Peu à peu, du moins, ils le deviennent. « Une goutte d’encre tombant chaque matin comme la rosée sur une pensée est féconde. » A force d’écrire et de parler pour la Grèce, — la Grèce elle-même continuant de s’acharner à la délivrance et de combattre, — il s’était créé pour tous une Grèce —, elle se détachait aux yeux sur la carte de l’Europe en traces de sang ; on la voyait en idée, et mieux qu’en idée : on la voulait ; plus ou moins, elle devait désormais se réaliser. Ce mouvement de l’opinion fut si fort, si irrésistible et tempétueux, qu’il pénétra jusque dans les cabinets et atteignit les gouvernements ; ils marchèrent en partie d’eux-mêmes, en partie ils furent entraînés : la Grèce fut délivrée et naquit. Elle naquit telle quelle, comme tant de choses naissent ou renaissent, rognée, écourtée, incomplète, une vraie côte mal taillée ; n’importe ! elle naquit. Mais de nouvelles difficultés commencèrent, et ces difficultés, qui se prolongent et traînent depuis plus de trente ans, elles sont encore à résoudre.

II.

Il y eut chez nous une réaction contre la Grèce. On se lasse d’admirer ce qu’on a admiré, on change de veine ; on parlait pour, on parle contre ; on est homme, on est mobile, on est Français. Un poète le premier, Alfred de Musset, s’avisa qu’on avait trop chanté sur cette corde, et le cruel enfant, dès les premiers couplets de Mardoche, ne manqua pas de nous montrée son héros prenant, comme de juste, le rebours de l’opinion, et aimant mieux la Porte et le sultan Mahmoud

Que la chrétienne Smyrne, et ce bon peuple hellène,
Dont les flots ont rougi la mer Hellespontienne,
Et taché de leur sang tes marbres, ô Paros !
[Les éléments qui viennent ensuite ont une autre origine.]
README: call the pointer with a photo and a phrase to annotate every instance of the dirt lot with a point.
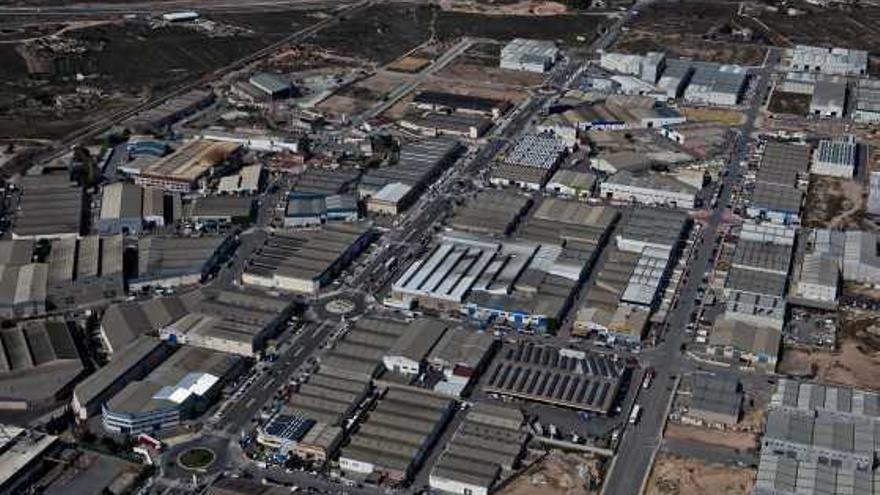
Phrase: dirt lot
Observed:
(855, 363)
(834, 203)
(732, 439)
(557, 474)
(699, 30)
(703, 114)
(789, 103)
(674, 475)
Ce fut le premier symptôme, la première irrévérence contre la Grèce. Musset nous présageait, à vingt ans de là, cet autre enfant charmant et cruel qui devait aller sur place observer et étudier la Grèce, qui l’a si bien peinte, mais si malignement et tout en gaieté, dans ses mœurs, dans sa politique, dans ses finances, dans sa police, dans sa pauvre royauté.

Cruel enfant, en effet (il n’avait guère que vingt ans alors !), tous ses maîtres lui avaient dit et répété bien des fois, avant de partir, ce que Pline le Jeune disait à un de ses amis qui était envoyé de Rome pour être quelque chose comme préfet à Sparte ou à Athènes : « Souviens-toi bien et ne perds pas un moment de vue que c’est en Grèce que tu vas, et au cœur de la plus pure Grèce, là où d’abord la civilisation, les lettres, toute culture, celle même du blé, passent pour être nées… Respecte les dieux fondateurs et instituteurs de toutes ces belles choses, et jusqu’au nom des dieux. Respecte cette gloire ancienne et cette vieillesse elle-même qui, vénérable quand elle se rencontre dans les hommes, est tout à fait religieuse et sacrée dans les villes. Rends honneur à tout, à l’antiquité, aux hauts faits du passé, aux fables elles-mêmes…, etc. » Le précepteur et professeur peut continuer longtemps sur ce ton : le spirituel élève d’Athènes, à peine débarqué, songea bien vraiment à ces recommandations de ses maîtres ! il regarda, il vit tout, il pensa de son chef, et dit gaiement, impertinemment et avec une grâce des plus vives et des plus mordantes, tout ce qu’il pensait ; il se passa toutes ses saillies et ses fantaisies à la barbe des vieux murs et des grands ancêtres.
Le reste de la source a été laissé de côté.